Over the years, I’ve received a wide array of feedback and inquiries. From design curators, marketing students, retired/ex-NYPD who just want to chit-chat about their experiences working narcotics in the city’s seediest days of open-air past, to the flipside of the same coin from a math teacher with 25-plus years clean. And, of course, there are the active users, both recreational and addicts alike.
One of the brands allegedly found in Philip Seymour Hoffman’s apartment after he died was reviewed on the blog a few weeks ago. Have you followed the story? How have yourself and others in the community you helped to build reacted?
I think it’d be impossible to not follow the story. Obviously, it’s very sad. I do think, however, a positive to come of it is there has definitely been a huge spark in conversation in the mainstream press as well as in people’s personal lives about opiates and addiction in general. I was listening to Diane Rehm’s show on NPR last week and was pleasantly surprised at the quality of information and general lack of sensationalism.
Addiction can happen to anyone. It’s not just reckless kids and creepy homeless folks begging for change on the highway median. I, myself, have an Ivy League education and I have been in and out of treatment over the years with a multitude of brilliant, successful-on-paper people — engineers, nurses, lawyers, teachers, police officers, and obviously a decent share of “creative” types. There is no model for who it strikes.
Are you at all worried about the subsequent NYPD crackdown on dealers following Hoffman’s death? Have you ever seen any thing like this — the search for a dealer following an overdose, even a celebrity’s — from law enforcement?
The NYPD is, and has been for some time, most concerned with its public image. I’m not surprised they made an arrest in this case so quickly, and I feel sorry for the guy who was probably no more a dealer than a friend/using buddy.

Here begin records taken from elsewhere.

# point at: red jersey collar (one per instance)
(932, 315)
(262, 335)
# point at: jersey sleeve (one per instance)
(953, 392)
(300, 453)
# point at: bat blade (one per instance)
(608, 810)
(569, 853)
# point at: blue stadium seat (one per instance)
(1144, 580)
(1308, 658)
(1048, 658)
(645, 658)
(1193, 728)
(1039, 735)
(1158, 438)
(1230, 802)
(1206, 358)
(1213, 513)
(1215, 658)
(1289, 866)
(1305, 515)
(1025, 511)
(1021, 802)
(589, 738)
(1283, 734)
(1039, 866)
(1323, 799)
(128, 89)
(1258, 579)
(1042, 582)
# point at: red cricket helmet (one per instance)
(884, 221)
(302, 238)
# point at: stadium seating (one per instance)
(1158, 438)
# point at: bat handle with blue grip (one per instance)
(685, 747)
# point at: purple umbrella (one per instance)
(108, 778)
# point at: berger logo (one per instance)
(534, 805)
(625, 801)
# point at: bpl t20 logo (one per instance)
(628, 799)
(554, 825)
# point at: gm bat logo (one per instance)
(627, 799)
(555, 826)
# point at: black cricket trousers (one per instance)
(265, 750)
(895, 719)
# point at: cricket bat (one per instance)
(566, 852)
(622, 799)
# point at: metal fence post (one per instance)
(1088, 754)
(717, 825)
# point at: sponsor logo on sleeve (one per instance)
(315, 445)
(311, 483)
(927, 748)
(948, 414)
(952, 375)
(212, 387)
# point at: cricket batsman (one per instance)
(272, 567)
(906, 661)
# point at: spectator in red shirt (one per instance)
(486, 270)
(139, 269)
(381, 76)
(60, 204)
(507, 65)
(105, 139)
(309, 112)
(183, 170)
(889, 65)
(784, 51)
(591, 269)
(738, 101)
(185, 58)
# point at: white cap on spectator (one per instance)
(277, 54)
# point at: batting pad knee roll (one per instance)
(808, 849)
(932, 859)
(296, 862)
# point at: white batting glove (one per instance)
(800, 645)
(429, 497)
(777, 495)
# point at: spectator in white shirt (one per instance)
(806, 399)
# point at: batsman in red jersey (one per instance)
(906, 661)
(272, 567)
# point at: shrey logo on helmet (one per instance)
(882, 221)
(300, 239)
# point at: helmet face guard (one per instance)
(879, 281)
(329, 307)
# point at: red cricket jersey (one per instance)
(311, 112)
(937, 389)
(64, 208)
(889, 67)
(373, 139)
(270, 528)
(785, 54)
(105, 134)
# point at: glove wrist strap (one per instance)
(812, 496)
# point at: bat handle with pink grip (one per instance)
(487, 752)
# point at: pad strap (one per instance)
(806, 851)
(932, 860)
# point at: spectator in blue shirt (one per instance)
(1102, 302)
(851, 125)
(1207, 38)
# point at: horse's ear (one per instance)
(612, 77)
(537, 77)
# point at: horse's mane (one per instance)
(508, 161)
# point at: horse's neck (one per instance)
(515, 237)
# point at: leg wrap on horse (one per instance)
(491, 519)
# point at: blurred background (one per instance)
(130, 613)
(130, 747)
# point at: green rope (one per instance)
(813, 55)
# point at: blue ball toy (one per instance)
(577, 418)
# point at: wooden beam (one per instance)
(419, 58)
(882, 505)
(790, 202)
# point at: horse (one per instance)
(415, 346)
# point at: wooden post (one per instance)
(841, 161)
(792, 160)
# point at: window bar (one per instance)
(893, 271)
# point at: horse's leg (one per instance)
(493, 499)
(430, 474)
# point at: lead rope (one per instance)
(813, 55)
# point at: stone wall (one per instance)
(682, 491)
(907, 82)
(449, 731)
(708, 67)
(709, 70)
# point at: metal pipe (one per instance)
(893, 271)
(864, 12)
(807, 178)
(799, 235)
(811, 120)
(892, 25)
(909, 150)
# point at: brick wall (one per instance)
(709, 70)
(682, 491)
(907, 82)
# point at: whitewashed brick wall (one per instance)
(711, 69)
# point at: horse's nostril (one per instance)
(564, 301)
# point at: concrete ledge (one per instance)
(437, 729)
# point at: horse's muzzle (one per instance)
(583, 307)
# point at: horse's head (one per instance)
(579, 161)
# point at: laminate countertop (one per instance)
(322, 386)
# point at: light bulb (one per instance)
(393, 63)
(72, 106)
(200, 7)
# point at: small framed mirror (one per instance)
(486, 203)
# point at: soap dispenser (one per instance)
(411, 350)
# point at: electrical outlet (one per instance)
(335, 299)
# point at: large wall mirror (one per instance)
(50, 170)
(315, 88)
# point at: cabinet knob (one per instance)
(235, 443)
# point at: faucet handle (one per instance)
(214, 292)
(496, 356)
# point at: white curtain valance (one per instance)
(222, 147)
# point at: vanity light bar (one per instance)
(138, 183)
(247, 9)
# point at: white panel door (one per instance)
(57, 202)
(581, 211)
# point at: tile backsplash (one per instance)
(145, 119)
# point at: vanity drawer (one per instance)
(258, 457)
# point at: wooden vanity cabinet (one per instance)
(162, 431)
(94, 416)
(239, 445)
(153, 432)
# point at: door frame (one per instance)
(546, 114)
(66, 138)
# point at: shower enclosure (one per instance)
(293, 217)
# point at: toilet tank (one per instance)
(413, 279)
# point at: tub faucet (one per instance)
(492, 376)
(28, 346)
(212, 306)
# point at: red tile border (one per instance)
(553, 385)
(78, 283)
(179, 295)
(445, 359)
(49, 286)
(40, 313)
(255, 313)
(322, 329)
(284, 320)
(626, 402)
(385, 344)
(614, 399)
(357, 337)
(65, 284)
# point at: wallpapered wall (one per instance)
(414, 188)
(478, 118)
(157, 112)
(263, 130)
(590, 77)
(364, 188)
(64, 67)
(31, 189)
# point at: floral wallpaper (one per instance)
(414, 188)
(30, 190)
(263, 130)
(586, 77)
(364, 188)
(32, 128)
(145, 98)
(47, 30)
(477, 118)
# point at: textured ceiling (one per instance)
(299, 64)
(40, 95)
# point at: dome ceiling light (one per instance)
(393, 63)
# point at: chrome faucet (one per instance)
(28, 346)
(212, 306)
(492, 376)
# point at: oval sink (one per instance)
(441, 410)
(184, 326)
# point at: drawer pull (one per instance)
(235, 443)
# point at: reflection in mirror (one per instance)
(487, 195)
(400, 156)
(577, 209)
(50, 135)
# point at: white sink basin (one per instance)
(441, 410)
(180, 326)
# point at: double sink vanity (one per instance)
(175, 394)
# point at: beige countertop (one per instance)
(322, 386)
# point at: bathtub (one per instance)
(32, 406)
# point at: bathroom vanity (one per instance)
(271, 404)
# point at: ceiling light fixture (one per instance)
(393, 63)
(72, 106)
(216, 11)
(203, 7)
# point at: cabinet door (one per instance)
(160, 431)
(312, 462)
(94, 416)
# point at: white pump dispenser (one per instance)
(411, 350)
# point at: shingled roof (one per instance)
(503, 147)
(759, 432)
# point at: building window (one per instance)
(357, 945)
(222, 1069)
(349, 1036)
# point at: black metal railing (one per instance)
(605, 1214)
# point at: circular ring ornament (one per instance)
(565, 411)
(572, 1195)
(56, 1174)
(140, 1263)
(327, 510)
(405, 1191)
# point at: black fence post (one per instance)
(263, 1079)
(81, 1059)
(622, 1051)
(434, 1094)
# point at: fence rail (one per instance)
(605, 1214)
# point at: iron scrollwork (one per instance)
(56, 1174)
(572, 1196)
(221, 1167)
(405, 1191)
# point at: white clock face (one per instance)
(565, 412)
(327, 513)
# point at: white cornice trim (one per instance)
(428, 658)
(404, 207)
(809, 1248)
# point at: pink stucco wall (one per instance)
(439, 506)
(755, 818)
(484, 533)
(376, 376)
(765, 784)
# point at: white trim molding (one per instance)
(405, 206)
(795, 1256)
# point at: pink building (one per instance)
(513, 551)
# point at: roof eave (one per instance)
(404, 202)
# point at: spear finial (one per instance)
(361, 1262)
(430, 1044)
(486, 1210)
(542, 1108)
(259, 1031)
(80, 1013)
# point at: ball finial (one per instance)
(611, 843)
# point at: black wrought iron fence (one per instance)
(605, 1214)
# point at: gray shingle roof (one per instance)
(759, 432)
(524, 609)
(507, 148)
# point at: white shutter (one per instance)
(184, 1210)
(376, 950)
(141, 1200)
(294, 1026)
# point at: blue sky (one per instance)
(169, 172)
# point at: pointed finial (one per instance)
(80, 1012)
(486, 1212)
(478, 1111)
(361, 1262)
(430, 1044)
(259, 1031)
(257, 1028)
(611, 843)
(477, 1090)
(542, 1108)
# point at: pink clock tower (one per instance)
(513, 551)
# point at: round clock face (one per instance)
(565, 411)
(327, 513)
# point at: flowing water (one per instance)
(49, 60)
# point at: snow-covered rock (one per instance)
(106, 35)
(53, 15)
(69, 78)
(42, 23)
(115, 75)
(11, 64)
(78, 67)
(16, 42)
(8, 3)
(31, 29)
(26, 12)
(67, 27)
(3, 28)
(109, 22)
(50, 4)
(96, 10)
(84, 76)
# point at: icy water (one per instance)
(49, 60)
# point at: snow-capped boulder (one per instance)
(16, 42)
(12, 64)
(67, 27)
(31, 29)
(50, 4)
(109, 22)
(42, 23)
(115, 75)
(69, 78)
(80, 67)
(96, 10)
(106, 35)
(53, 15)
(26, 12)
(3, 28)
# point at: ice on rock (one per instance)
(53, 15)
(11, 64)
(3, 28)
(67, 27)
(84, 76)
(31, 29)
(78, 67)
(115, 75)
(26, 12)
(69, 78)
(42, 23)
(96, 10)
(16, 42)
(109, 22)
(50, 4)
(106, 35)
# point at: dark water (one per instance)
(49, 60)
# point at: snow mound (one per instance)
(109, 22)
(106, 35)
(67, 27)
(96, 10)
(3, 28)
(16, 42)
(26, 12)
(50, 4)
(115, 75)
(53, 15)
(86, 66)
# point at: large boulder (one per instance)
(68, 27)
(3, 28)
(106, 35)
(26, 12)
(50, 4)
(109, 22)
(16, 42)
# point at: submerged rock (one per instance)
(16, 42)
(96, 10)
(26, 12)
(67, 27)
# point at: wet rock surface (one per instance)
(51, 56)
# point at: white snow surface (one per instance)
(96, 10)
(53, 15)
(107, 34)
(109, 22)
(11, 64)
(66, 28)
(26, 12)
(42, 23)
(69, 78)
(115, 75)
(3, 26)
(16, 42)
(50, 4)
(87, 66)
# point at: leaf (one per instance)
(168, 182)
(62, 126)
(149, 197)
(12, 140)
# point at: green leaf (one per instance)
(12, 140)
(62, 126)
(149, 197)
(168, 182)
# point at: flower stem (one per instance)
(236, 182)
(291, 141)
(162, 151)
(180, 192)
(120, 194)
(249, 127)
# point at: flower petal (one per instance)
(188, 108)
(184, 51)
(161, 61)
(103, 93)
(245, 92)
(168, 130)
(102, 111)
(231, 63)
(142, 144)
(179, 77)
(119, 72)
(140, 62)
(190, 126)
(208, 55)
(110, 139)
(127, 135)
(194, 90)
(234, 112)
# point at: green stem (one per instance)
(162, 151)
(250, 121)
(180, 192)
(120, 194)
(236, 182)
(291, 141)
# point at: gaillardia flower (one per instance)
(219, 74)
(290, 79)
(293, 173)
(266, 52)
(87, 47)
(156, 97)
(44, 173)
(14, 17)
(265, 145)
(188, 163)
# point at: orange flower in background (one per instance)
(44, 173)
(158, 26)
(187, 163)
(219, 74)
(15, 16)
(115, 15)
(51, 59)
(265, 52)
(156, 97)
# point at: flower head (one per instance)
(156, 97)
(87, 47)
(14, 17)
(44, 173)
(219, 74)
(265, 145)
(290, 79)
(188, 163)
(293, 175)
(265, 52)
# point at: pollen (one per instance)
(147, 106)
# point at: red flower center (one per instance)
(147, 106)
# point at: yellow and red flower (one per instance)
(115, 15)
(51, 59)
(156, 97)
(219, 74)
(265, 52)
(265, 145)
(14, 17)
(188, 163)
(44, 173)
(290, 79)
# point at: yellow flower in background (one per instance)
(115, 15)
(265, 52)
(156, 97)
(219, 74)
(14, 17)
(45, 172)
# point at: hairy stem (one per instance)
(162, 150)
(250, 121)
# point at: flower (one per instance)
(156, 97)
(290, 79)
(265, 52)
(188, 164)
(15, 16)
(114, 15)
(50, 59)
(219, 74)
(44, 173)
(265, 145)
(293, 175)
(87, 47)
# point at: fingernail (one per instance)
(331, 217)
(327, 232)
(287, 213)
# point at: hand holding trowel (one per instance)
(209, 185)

Heroin busts are reportedly on the rise in New York the last few years. Do you think usage is, as well? Is heroin, as they say, “back”?
I don’t think heroin has ever gone away. There’s always a new “epidemic” out there. The elusive “war on drugs” seems to constantly need a new focus, so if it’s not something new like bath salts, or “spice,” it’ll be something we haven’t heard of in a while.
I do think there is validity to the shift of many people from RX opiates to heroin as the DEA cracks down on the pain management industry. Expect to see more people switch this coming year when hydrocodone (Vicodin/Lortab/etc.) is reclassified from a schedule III to a schedule II drug.
How has the art of the branded baggies changed since you started keeping track? What are the latest trends ?
I am always curious to see the trends in stamps and sometimes I get submissions of the same stamp from various locations, so it’s interesting to see how virulent some suppliers seem to be. For the most part, the market has remained the same, however, and I predict it will until the inevitable phase-out of glassine packaging altogether. I think it’s only a matter of time and has already begun in areas outside the city. I don’t know that the East Coast will ever see a market shift to BTH (Black Tar Heroin) as the rest of the country has seen, but as the economy changes it only seems natural to move to a weight-based system of sale, such as New England saw in the early aughts when the market phased out glassine stamps for simply weight (.2g “dub”, .5g “half” etc) in a “twist” plastic bag.
One new trend I’ve noticed is the appearance of stamps being preprinted on the bags. Normally, you can see the variations in the rubber/inkpad technique, but this new format produces a perfect, crisp graphic. I’m not sure if dealers are ordering these from online vendors or if they are being produced locally by a shop with clandestine practices, but they are pretty to look at!